In medical school, follows a model that reads more as a haiku:
See one. Do one. Teach one. This, in Parker’s thinking, applies to architecture students as well. “The act of designing is a messy process. It’s not a clean, academic process, and it’s tough to be specific about that.” But in the end, if the young architect wants to have a thriving career, be it in health care design or otherwise, this model works, especially if tied to Parker’s haiku:
Have Integrity. Be Honest. Make Mistakes.
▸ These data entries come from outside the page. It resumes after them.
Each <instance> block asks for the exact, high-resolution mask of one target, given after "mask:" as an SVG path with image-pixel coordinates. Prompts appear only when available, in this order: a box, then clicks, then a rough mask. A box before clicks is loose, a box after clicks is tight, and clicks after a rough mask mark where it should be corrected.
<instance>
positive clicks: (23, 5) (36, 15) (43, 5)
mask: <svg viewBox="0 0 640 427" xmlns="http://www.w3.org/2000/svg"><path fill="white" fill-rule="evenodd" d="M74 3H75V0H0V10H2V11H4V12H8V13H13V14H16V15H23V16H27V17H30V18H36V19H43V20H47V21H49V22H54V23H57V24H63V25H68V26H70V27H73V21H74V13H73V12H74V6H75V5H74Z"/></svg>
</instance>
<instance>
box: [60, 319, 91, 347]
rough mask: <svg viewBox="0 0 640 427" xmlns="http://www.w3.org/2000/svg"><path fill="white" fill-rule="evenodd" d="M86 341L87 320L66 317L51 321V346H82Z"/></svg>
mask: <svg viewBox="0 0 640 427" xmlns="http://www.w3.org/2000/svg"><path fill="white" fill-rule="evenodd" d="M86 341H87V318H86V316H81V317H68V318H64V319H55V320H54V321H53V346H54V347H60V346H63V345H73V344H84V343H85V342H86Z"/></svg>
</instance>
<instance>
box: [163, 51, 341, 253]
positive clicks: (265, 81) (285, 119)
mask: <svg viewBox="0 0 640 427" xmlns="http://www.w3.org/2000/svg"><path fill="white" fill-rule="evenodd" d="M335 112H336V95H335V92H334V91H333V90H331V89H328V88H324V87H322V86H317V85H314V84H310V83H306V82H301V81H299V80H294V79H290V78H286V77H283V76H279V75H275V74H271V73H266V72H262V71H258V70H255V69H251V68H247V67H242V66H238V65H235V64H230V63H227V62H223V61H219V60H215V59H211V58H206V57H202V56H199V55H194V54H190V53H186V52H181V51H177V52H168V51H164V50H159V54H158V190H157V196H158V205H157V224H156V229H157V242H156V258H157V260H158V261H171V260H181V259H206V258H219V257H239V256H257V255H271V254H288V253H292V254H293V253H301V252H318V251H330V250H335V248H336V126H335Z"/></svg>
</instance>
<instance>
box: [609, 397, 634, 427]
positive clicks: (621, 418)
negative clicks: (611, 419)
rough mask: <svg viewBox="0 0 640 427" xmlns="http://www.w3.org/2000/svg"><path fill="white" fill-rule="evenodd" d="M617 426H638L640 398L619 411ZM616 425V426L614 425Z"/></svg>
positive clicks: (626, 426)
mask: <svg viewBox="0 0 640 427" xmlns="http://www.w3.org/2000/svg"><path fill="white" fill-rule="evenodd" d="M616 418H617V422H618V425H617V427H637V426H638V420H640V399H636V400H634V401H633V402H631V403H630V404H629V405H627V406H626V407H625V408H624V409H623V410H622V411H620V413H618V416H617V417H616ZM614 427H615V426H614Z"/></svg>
These days, the Tiburon architect enjoys cooking tutorials from his wife of 50 years, sailing, and advising for the group Aditazz. When asked if he was currently mentoring people, Parker said, “Probably, but it’s not formal.” And that is the struggle perhaps burgeoning architects feel—constrained by the formality of signing forms. It’s an issue with which to contend, but an issue that can easily be hurdled if one is eager to learn and to build strong working, successful relationships.
Contend—the edited word in young Parker’s letter. Allen’s advice was to replace it with “suggest.” The former implies conflict. Why imply if there isn’t any? It’s an edit for all—not just the architect.